For the foregoing reasons, we vacate the grant of summary judgment for Smith on the benefits issue and vacate the award of attorneys' fees to Smith. We remand the case for proceedings consistent with this opinion.
VACATED AND REMANDED
1. According to Continental Casualty's denial of benefits, because of his back problems, Smith “was allowed to travel three times a week, which incorporated a combination of air and car travel.” (J.A. at 251.)
2. On May 11, 2001, Smith filed a claim for Social Security benefits, which was granted on February 25, 2002, with a disability onset date of February 23, 2001. Continental Casualty's “disability determination is independent of the Social Security Administration's ruling.” (J.A. at 251; cf. Gallagher v. Reliance Standard Life Ins. Co., 305 F.3d 264, 275 (4th Cir.2002).)
3. After promulgating SSR 90-1p, the Social Security Administration issued final regulations incorporating these same standards for evaluating pain. See 56 Fed.Reg. 57928-01 (1991). Accordingly, SSR 90-1p has since been superceded. See SSR 95-5p.
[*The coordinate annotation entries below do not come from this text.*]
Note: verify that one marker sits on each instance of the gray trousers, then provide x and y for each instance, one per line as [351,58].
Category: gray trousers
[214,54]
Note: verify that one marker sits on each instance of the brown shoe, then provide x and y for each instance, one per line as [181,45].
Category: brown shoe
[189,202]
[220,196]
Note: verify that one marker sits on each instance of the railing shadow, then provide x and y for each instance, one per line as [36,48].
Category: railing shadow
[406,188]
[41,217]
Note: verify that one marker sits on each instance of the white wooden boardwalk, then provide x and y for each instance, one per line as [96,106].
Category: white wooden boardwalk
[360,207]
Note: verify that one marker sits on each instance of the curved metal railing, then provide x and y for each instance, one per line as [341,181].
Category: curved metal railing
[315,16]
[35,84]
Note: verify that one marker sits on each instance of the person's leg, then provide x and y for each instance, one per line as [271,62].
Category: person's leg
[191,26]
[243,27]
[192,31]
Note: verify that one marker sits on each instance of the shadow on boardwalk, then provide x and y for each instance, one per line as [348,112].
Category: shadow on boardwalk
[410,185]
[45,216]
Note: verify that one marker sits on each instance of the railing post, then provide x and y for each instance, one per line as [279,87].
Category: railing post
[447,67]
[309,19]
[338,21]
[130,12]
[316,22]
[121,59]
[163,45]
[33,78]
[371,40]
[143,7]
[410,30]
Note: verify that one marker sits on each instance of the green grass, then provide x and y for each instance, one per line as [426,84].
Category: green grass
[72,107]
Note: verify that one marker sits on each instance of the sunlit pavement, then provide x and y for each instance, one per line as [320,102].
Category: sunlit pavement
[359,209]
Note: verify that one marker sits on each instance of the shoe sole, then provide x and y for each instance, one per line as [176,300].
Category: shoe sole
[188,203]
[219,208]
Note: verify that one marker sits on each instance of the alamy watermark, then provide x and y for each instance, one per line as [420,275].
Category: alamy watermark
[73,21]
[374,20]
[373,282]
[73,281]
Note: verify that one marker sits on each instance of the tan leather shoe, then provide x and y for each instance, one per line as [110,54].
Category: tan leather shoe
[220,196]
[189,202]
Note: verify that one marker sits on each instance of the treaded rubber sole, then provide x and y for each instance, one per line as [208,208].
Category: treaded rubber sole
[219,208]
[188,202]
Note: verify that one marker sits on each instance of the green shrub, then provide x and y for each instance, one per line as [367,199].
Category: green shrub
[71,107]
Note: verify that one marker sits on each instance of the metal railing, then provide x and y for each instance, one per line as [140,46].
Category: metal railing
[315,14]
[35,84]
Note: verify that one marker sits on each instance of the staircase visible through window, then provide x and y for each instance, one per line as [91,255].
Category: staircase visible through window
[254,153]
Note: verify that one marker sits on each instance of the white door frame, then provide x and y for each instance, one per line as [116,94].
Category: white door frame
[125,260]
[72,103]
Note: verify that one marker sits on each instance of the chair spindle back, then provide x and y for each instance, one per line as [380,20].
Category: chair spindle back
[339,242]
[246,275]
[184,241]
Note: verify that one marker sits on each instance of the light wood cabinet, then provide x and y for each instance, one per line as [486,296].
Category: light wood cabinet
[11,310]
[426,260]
Because the district court used the language from SSR 90-1p, which itself was drawn from our decision in Hyatt v. Sullivan, 899 F.2d 329 (4th Cir.1990), the subsequent history of SSR 90-1p has no bearing on our decision today.
4. Smith, we note, claims that he cannot sit or stand for more than three to five minutes.
Vacated and remanded by published opinion. Judge WILLIAMS wrote the opinion, in which Judge TRAXLER and Senior Judge BOWMAN joined.